Jennifer McKeown, economista-chefe da Capital Economics, disse que a grande expansão dos salários – algo que os responsáveis pela política monetária acompanham com atenção porque é um dos principais motores das pressões sobre preços – resultou de expectativas de alta da inflação ligadas aos preços de energia e escassez de mão de obra em alguns setores com a pandemia. Ela afirmou que esse crescimento salarial tinha começado a diminuir, mesmo sem um forte aumento do desemprego, porque a alta dos preços e as expectativas de inflação se normalizaram ao mesmo tempo em que as distorções provocadas pela covid foram compensadas.

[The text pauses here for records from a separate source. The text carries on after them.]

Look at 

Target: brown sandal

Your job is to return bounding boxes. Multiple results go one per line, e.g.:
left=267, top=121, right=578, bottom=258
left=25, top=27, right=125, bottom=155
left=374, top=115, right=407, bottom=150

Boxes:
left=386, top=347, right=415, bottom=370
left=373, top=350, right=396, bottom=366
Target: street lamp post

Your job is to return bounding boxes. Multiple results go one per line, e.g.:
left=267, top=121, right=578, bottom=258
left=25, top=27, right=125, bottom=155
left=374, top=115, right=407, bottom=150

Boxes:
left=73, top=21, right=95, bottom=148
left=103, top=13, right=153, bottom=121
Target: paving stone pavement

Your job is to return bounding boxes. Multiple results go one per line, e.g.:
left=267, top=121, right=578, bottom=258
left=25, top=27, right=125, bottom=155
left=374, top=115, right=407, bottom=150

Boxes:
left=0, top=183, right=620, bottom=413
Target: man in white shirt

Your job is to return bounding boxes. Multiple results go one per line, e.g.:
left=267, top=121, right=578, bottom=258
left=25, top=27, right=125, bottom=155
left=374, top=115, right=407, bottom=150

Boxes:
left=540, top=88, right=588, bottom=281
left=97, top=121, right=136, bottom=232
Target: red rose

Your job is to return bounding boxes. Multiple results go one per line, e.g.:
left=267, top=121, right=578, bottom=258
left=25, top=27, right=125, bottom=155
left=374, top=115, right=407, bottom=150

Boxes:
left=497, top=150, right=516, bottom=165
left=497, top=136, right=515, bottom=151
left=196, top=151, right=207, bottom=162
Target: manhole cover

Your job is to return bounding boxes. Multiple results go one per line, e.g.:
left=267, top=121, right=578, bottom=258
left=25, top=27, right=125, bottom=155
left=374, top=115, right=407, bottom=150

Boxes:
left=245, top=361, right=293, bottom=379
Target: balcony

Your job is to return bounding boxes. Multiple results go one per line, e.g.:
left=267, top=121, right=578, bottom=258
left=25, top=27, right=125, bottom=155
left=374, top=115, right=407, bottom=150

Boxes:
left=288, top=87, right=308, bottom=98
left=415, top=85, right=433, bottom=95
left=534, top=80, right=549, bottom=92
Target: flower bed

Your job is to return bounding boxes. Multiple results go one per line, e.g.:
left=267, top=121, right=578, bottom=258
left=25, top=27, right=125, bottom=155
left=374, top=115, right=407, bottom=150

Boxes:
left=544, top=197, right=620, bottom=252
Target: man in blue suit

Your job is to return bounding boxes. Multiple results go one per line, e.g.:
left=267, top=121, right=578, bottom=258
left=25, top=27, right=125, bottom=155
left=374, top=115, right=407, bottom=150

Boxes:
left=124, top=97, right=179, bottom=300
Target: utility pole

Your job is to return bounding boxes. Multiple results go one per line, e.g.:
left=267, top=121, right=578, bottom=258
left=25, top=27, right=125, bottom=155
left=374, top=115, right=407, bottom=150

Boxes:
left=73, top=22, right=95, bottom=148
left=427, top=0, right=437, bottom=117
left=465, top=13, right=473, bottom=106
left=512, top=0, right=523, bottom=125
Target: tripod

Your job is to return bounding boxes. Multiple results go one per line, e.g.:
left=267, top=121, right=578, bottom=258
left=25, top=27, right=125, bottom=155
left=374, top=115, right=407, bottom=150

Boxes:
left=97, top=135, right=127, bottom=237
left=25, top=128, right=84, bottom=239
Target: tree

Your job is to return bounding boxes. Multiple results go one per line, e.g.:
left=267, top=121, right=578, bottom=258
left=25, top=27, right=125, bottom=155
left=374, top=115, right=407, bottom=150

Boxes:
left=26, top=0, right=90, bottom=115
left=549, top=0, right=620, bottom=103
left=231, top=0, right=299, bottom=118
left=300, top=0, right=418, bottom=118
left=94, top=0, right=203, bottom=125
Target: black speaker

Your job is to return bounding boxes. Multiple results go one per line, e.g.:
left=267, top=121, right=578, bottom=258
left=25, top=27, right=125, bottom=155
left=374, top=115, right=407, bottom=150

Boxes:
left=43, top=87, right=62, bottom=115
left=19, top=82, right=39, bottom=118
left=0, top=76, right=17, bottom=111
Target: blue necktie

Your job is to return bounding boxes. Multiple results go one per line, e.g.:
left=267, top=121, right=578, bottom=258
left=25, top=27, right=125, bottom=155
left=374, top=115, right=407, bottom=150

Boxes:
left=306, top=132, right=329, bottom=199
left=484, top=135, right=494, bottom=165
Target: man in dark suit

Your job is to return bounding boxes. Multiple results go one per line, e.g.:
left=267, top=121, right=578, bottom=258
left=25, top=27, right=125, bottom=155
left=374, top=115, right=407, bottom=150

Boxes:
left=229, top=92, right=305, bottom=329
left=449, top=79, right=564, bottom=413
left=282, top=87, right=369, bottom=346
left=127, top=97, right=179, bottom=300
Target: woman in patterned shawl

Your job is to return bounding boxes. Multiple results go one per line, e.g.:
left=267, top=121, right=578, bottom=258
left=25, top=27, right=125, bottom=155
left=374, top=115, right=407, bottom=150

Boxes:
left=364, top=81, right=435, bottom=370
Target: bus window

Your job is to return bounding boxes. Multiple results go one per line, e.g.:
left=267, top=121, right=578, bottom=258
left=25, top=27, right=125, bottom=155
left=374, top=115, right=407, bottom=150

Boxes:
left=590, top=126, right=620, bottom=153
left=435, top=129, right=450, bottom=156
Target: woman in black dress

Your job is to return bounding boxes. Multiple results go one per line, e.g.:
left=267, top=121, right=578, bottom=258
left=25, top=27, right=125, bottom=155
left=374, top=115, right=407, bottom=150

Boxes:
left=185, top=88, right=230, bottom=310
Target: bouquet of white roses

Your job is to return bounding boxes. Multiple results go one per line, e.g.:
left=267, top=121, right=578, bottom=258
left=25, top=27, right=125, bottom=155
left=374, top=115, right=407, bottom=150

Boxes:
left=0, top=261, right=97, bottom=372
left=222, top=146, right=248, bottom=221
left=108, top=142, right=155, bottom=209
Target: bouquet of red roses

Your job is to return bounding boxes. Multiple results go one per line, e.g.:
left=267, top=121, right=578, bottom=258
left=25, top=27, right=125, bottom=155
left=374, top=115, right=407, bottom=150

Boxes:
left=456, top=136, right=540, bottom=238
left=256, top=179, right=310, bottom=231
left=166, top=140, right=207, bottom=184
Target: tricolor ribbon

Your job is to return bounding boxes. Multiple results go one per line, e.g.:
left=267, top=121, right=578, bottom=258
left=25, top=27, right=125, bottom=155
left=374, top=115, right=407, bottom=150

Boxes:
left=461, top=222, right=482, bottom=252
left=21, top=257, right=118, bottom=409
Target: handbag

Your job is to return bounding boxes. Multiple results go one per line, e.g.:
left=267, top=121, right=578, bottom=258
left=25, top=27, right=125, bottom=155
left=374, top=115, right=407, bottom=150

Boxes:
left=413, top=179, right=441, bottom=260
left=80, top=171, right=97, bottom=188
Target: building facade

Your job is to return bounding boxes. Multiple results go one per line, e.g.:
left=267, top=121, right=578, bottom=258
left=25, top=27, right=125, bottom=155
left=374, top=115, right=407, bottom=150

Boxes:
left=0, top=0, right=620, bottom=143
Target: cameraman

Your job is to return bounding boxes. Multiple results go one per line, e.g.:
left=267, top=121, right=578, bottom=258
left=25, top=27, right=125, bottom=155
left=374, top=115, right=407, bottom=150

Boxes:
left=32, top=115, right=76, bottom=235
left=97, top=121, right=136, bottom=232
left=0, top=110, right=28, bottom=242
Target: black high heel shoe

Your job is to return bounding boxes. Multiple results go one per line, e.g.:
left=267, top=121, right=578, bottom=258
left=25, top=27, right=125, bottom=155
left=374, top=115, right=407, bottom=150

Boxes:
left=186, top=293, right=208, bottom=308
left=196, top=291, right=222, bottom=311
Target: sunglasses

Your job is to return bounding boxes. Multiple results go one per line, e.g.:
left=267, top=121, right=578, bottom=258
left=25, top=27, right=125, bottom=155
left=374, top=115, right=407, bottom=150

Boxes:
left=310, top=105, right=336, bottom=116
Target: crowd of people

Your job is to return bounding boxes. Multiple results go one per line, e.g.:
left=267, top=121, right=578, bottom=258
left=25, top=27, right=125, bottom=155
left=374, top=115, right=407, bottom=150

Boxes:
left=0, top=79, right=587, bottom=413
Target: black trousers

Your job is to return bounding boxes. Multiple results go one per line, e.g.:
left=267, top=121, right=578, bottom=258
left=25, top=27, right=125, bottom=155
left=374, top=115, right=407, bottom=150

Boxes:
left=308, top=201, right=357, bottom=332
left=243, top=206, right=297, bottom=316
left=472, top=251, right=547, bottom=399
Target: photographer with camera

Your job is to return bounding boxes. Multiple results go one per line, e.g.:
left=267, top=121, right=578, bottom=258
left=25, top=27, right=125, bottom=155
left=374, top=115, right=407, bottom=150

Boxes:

Para economistas, a rapidez da resposta dos bancos centrais também foi um fator para impedir que a inflação mais alta se tornasse persistente. “Os choques de oferta dos anos 1970 e 1980 se tornaram entranhados porque os bancos centrais não entendiam o papel das expectativas de inflação e dos ajustes do custo de vida em muitos contratos de trabalho”, disse Mark Zandi, economista-chefe da Moody’s Analytics.
Ele acrescentou que a desinflação imaculada sugeria de maneira errônea que a tendência era inexplicável, quando “a desinflação se deve principalmente ao abrandamento das consequências econômicas da pandemia e da guerra russa na Ucrânia”. Isso, na sua opinião, “era previsível”.
Com o enfraquecimento rápido do impacto dos choques de fornecimento, os prazos de entrega voltaram aos níveis anteriores à pandemia e os custos do transporte de carga hoje são apenas uma fração do que eram em 2021. Os preços do gás no atacado na Europa e os preços mundiais das commodities agrícolas voltaram, em termos gerais, aos níveis do início de 2021, antes dos aumentos relacionados com a guerra.
Todos esses fatores ajudam a inflação a baixar mais cedo do que os bancos centrais esperavam ainda no ano passado. Eles também empurram para baixo as expectativas de inflação, o que reduz o risco de que pressões persistentes sobre os preços alimentem as negociações salariais.
“Estou cautelosamente otimista de que veremos avanços constantes na desinflação sem que haja uma deterioração expressiva do mercado de trabalho”, afirmou Kugler.